Esta masterclass sobre Ucrania quizá no debería figurar aquí, en el manojo de escrituras sobre cine. Pero mira: al fin y al cabo hay una cámara y un fulano que se pone frente a ella. E incluso dos, si contamos al tipo que hace las introducciones. Así hacían las películas los hermanos Lumière y no veo que nadie ponga objeciones. Plantaban la cámara y la gente hacía cosas ante el objetivo: paseaba, o jugaba, o salía de una fábrica de los hermanos Lumière, precisamente. Este hombre de la charla  habla sobre la situación en Ucrania allá por el año 2015; y como un pitoniso de verdad, y no como un estafador de la madrugada, hace un anticipo geoestratégico de lo que ahora estamos viendo por la tele. Tampoco había que ser muy listo, al parecer. Era cuestión de tiempo, de desbordar el vaso de la paciencia. Y Vladimir tiene un temperamento sanguíneo, y sanguinario.

Lo que viene a decir John Mearsheimer es que quizá sería buena idea dejar a Ucrania en paz. No tirar de ella hacia Occidente para que los rusos no tiren de ella hacia Oriente. No partirla en dos, que bastante partida está ya desde su creación, con ucranianos por un lado y rusos por el otro.
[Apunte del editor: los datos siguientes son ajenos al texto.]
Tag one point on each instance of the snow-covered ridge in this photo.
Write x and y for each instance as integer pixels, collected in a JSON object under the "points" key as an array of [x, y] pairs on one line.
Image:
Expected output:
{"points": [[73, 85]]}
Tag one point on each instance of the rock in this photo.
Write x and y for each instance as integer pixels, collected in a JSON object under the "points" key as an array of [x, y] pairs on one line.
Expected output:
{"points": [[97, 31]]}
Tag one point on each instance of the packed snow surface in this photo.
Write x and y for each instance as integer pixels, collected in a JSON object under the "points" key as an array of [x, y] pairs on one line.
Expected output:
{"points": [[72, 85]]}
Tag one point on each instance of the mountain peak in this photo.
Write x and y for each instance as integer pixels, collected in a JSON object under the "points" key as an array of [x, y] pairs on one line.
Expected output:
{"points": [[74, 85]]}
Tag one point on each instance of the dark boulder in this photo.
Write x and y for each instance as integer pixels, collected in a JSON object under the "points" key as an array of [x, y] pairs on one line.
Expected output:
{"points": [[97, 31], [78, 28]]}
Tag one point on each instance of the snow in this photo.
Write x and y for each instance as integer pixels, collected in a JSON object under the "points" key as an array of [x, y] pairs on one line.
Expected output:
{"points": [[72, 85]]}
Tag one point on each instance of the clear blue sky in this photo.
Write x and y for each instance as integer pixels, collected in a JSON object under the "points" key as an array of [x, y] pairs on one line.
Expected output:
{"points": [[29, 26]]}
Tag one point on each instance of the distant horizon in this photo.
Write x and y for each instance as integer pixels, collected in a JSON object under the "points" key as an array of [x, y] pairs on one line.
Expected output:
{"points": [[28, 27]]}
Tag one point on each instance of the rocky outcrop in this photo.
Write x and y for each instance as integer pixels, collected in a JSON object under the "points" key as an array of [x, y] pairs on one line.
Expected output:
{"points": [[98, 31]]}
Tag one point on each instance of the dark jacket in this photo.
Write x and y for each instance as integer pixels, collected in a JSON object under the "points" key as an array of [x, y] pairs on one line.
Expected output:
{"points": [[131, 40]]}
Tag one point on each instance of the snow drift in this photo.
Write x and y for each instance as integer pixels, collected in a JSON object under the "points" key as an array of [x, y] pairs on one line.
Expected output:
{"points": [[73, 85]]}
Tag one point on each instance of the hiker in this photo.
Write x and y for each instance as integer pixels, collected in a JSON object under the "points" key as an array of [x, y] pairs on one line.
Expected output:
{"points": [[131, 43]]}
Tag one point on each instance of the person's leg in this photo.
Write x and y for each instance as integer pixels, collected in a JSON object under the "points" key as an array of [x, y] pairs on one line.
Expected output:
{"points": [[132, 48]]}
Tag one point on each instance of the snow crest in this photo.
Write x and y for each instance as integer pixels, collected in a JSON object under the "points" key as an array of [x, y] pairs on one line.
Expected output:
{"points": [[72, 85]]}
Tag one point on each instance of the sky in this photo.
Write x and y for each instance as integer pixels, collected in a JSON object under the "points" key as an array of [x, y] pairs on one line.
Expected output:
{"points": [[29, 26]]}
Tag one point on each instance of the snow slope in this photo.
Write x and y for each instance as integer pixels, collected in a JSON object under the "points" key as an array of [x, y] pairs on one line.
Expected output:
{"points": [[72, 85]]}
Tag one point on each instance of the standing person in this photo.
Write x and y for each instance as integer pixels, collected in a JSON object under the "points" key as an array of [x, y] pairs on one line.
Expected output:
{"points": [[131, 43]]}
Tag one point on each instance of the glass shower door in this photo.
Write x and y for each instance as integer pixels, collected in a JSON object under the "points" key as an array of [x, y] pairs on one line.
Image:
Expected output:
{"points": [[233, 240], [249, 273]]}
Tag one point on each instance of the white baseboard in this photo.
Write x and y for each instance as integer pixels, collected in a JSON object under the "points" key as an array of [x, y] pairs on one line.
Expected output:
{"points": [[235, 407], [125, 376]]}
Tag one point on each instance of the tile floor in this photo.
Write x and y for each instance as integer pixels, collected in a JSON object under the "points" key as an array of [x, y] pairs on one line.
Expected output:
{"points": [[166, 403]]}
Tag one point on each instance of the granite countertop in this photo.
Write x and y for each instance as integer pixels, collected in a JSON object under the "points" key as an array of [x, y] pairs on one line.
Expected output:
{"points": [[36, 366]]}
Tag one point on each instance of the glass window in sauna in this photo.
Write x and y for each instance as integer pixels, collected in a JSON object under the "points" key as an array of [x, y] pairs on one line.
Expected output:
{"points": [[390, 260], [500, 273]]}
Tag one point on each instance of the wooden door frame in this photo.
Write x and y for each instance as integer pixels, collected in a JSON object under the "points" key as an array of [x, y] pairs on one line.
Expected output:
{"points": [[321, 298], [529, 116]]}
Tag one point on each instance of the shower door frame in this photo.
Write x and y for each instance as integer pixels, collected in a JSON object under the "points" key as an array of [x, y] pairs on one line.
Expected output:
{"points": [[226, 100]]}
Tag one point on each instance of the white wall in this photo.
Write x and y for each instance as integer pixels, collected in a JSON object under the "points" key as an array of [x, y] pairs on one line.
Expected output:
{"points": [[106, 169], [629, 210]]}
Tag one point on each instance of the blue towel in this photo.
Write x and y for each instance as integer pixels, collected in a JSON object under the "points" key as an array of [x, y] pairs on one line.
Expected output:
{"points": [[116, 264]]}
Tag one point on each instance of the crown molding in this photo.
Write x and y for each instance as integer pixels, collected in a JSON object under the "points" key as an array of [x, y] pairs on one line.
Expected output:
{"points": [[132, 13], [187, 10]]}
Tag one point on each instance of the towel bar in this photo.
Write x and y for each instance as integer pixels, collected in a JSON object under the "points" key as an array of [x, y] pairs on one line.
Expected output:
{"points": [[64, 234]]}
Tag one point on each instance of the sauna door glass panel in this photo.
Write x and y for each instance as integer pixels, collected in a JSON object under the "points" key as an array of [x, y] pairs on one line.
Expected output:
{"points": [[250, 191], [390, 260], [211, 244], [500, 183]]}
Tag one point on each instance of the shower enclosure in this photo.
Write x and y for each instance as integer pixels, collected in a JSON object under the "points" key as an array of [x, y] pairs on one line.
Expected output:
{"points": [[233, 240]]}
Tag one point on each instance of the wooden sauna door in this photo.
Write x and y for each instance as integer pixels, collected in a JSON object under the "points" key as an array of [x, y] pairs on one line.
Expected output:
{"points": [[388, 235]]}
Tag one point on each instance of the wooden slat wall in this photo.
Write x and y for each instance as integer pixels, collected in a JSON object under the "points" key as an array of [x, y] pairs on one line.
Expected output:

Mearsheimer es un erudito de la cuestión, un tipo que sabe de lo que opina, pero habla como le hablaba yo a mi madre el otro día, cuando me preguntó que qué demonios pasaba en Ucrania, hijo, y yo le expliqué que imagínate si los chinos quisieran poner unos misiles en Tijuana, lo que iban a tardar los marines en invadir a los mexicanos. “Ahora ya lo comprendo mejor”, me dijo.

Mearsheimer explica que si los americanos tienen la doctrina Monroe, los rusos tienen la doctrina del zar. Y que zares han sido todos los dictadores que vinieron tras Nicolás II, aunque ellos lo vayan llamando de otra manera.